Warum und wozu träumen wir?

Zu guter Letzt stand noch eine schwerfällige Frage im Raum: „Warum träumen wir“? Bei der Suche nach Antworten drängt sich immer der berühmte Psychiater mit den verdrängten niederen Trieben auf: Dr. Sigmund Freud. Helfen uns Träume mit unserem Unterbewusstsein zu kommunizieren? Helfen sie uns dabei, Ängste zu verarbeiten?

Die Podiumsgäste sind sich in der Frage nicht einig. Während Prof. Dr. John-Dylan Haynes die Meinung vertritt, dass wir, während wir träumen, den Bühnenumbauern sozusagen bei der Arbeit zusehen dürfen, ihre Arbeit aber nicht interpretieren sollten, sieht Dr. Michael Schredl auch eine therapeutische Funktion im Träumen. Wenn wir träumen, probieren wir neue kreative Ansätze aus, die uns bei der Problemlösung im Wachzustand hilfreich sein könnten.
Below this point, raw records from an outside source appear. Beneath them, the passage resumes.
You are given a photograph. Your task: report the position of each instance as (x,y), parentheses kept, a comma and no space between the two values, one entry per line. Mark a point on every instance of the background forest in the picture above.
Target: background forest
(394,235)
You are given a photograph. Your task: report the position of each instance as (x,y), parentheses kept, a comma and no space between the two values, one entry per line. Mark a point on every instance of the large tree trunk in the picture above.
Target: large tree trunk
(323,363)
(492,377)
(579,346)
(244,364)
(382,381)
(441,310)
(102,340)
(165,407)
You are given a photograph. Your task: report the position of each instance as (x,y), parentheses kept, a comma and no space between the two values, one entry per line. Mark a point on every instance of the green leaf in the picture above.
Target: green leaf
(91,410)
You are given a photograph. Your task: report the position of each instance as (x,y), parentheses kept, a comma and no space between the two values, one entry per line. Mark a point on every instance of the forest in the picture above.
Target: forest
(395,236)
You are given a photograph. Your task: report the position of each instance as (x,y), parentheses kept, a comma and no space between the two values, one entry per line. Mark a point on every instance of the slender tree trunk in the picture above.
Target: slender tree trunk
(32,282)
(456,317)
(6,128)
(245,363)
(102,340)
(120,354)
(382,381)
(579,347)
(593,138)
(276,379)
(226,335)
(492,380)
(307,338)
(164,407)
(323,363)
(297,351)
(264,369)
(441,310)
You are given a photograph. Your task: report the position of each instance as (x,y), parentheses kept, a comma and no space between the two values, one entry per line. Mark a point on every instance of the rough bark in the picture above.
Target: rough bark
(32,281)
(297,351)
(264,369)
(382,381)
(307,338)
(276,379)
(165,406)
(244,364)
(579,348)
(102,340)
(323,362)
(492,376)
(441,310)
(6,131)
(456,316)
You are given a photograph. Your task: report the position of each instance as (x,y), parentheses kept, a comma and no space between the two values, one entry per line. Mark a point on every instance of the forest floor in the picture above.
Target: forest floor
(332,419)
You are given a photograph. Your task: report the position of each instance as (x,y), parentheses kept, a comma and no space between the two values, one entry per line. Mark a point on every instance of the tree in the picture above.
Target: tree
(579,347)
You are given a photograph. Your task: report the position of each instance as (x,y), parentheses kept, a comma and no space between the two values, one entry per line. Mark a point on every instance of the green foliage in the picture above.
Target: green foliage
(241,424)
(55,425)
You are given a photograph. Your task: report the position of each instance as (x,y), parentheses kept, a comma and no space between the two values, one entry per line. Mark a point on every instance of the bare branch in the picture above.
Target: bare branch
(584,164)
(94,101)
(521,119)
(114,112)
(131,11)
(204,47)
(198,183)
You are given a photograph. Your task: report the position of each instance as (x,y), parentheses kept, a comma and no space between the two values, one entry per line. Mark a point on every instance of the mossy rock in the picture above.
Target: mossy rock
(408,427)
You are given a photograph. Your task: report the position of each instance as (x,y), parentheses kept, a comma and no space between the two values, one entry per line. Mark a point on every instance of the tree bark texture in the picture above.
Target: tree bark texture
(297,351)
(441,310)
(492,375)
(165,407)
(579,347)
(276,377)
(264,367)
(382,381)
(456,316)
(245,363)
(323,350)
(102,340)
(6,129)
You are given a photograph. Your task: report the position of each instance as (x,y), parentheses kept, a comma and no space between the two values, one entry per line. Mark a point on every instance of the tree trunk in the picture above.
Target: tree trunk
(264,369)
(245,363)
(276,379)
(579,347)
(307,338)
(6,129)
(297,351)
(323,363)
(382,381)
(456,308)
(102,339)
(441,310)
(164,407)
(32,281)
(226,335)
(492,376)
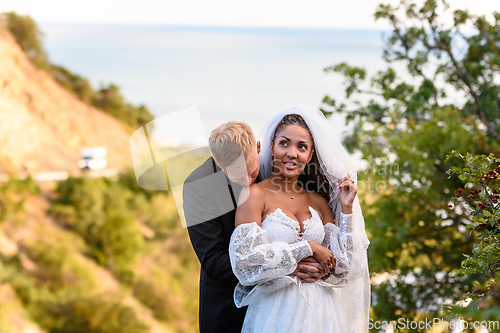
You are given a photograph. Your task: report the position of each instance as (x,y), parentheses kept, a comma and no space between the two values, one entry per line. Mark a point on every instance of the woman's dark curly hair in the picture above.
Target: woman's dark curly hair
(312,177)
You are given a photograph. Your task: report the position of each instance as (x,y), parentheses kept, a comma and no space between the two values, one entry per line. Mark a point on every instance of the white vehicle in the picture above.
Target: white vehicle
(93,158)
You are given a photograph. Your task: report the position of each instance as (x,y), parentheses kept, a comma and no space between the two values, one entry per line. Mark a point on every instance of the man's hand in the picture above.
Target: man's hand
(309,270)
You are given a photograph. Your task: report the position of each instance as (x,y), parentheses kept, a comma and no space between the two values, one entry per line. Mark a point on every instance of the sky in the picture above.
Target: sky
(353,14)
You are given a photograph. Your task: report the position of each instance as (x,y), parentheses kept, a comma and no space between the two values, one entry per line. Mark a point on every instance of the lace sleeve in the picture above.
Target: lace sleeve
(347,249)
(255,259)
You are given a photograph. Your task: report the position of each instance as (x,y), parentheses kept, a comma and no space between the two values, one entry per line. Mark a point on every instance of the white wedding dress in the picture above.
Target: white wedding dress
(265,256)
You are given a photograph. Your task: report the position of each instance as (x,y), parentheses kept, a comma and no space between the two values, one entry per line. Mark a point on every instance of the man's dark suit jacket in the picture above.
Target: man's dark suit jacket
(210,240)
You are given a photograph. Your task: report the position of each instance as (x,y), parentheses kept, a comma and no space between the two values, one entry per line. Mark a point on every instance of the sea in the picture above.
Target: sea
(229,73)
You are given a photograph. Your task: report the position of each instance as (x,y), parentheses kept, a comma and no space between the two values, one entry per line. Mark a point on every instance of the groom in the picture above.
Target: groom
(210,201)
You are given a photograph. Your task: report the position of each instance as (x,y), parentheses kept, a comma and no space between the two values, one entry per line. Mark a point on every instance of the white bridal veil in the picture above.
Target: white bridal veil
(335,164)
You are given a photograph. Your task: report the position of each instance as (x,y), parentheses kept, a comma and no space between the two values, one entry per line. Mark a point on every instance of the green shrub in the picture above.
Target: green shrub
(13,195)
(28,36)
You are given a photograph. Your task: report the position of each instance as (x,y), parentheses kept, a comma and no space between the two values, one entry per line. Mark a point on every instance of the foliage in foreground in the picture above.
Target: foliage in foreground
(405,123)
(102,243)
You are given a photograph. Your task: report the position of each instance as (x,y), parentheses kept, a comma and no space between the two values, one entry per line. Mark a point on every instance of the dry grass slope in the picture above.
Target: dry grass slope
(42,125)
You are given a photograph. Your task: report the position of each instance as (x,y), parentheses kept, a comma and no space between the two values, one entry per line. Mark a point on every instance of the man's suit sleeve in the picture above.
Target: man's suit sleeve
(206,233)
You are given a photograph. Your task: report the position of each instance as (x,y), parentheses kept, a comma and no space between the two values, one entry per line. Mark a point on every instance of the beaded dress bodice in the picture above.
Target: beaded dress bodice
(282,228)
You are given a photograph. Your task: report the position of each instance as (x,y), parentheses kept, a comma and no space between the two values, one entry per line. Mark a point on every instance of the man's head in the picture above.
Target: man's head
(235,150)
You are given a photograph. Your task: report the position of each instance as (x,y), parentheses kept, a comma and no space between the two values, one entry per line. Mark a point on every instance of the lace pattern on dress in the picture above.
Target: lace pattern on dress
(255,259)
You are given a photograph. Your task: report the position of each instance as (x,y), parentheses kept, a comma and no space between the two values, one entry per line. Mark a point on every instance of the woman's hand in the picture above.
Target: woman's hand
(348,191)
(309,270)
(324,256)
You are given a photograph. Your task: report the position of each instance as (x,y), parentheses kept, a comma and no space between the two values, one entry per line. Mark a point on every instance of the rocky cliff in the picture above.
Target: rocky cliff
(43,126)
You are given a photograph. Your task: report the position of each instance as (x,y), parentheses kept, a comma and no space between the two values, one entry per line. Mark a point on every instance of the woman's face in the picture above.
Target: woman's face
(292,150)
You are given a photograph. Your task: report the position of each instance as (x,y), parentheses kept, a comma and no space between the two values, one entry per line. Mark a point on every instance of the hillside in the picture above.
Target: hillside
(43,126)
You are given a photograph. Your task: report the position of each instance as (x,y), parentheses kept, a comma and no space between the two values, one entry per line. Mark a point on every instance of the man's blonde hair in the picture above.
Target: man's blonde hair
(227,142)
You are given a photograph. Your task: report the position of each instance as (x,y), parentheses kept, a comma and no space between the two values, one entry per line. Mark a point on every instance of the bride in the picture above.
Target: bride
(306,206)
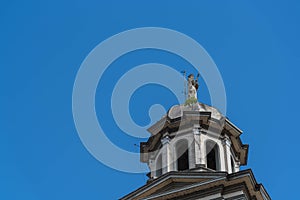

Die Wissenschaft scheint in dieser Frage äußerst gespalten und uneinig zu sein. Das liegt wohl auch an der Schwierigkeit, die bestehenden Hypothesen zu überprüfen. Ich hatte jedenfalls wieder keinen Klartraum, hoffe aber, dass ich mit den Tipps von Thomas Metzinger aus seinem Buch „Der Egotunnel“ bald welche habe!